US court indicts three for false labelling and smuggling of seafood
The Justice Department announced that Karen L. Blyth, was the co-owner and president of two companies, CSE Inc and RF Inc, that traded in a variety of seafood products. David H. M. Phelps co-owned CSE and RF and served as a vice president. John J. Popa, co-owned RF with Blyth and Phelps and served as the company's vice president.
The indictment alleges that the three used CSE to supply RF, among others, with falsely labelled fish that were in turn sold to RF's customers in Alabama and the Florida panhandle. RF sold the mislabelled seafood and substituted cheaper product for more expensive seafood. As part of the conspiracy, the three caused the fish from the boxes that were correctly labelled to be removed and placed into boxes that bore no description or falsely labelled the fish.
Blyth and Phelps also arranged for CSE to purchase hundreds of thousands of pounds of frozen fillets of catfish through a company in Vietnam knowing that the catfish would be mislabelled to avoid import tariffs. A January 2003 anti-dumping tariff was placed on all imports of Vietnamese catfish into the United States because the Vietnamese catfish was being marketed at a significantly lower price than was market rate at the time. That initial anti-dumping order imposed a duty of up to 63.88 percent on fish subject to the order.
In order to do this, the two provided the Vietnamese company false shipping labels and generated purchase orders and other false documentation to conceal the product.

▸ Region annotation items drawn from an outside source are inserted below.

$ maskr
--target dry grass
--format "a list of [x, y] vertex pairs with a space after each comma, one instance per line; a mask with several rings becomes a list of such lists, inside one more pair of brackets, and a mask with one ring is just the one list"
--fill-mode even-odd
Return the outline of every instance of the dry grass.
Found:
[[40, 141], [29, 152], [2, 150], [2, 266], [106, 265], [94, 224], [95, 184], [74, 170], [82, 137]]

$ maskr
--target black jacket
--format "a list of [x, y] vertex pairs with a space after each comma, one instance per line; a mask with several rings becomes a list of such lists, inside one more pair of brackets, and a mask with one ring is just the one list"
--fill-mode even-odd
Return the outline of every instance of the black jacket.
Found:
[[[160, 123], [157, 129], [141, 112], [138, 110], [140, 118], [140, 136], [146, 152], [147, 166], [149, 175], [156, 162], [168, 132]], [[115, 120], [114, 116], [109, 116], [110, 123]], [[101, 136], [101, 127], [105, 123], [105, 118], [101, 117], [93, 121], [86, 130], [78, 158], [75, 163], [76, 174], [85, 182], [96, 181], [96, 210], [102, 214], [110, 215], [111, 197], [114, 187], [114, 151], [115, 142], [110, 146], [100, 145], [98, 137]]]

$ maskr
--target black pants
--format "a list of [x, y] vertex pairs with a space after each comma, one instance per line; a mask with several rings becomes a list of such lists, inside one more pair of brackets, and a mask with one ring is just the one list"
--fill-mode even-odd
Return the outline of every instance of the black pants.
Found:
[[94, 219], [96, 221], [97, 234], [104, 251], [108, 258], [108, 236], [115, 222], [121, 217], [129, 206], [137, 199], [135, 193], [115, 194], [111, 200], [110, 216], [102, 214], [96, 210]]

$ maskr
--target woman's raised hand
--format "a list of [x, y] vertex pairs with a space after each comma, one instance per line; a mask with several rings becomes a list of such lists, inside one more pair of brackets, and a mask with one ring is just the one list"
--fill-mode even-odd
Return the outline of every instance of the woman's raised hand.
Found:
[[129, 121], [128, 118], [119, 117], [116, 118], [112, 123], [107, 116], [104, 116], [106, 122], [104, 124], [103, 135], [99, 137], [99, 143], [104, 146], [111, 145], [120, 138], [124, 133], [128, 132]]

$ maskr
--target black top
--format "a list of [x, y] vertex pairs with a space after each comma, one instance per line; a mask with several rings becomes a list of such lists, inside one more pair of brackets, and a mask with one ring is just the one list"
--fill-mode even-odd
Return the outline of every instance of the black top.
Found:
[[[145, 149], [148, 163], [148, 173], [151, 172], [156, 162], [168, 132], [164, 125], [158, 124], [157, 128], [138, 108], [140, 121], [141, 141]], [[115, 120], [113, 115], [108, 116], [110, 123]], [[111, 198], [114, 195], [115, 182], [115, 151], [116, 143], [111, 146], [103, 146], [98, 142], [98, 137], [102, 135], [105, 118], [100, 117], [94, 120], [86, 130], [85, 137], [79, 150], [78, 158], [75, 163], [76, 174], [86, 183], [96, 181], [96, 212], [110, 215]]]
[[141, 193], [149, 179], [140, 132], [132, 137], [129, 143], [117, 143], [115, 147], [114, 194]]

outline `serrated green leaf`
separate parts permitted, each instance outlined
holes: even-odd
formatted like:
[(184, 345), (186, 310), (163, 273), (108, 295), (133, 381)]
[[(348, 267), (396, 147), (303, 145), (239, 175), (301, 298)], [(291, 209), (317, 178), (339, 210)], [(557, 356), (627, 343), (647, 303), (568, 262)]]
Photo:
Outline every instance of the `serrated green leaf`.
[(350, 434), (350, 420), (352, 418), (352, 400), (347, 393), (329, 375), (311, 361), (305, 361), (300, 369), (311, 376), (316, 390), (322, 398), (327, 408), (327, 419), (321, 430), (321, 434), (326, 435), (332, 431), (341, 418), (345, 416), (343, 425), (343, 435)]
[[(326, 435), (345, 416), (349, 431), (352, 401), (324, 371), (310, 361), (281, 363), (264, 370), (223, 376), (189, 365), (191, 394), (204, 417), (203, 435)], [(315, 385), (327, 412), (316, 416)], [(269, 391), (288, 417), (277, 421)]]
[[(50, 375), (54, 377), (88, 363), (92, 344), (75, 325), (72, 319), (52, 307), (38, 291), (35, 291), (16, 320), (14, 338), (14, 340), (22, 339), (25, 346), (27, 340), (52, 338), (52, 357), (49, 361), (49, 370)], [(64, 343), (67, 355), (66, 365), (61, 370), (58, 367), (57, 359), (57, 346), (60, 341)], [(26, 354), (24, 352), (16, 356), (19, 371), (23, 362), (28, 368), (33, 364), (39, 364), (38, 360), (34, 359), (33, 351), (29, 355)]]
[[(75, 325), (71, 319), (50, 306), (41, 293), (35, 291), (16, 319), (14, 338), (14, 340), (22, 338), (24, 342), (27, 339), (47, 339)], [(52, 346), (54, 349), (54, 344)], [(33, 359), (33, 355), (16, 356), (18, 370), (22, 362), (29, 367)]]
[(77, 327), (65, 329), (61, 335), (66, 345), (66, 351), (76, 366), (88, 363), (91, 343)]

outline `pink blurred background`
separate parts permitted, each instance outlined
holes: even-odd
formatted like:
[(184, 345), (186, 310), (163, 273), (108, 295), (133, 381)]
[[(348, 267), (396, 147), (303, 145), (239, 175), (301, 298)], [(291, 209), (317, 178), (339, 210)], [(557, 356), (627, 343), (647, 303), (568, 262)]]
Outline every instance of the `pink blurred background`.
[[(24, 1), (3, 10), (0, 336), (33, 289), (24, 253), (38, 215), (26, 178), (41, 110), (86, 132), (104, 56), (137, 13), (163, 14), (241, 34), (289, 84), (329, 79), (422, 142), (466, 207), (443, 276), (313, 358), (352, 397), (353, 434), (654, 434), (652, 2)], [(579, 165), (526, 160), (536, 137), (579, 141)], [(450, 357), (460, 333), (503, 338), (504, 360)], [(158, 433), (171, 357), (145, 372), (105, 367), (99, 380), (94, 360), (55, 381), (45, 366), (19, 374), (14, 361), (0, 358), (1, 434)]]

Blyth, Phelps and Popa then had RF purchase the falsely labelled fish in small increments from CSE to sell to its Alabama and Florida customers.
Blyth and Phelps were also charged with six felony counts of false labelling of approximately 283,500 pounds of imported Pangasius fillet, a type of catfish, as sole, in violation of the Lacey Act; two felony counts of the receipt, sale, and transportation of this falsely labelled fish, which was imported falsely labelleld and without applicable tariffs having been paid; and one felony count of misbranding of this catfish as sole.
The maximum penalty for each smuggling count is up to 20 years in prison and a $250,000 fine. The maximum penalty for each violation of the Lacey Act includes up to five years in prison and a $250,000 fine. The maximum penalty for each misbranding count includes up to three years in prison and a $250,000 fine.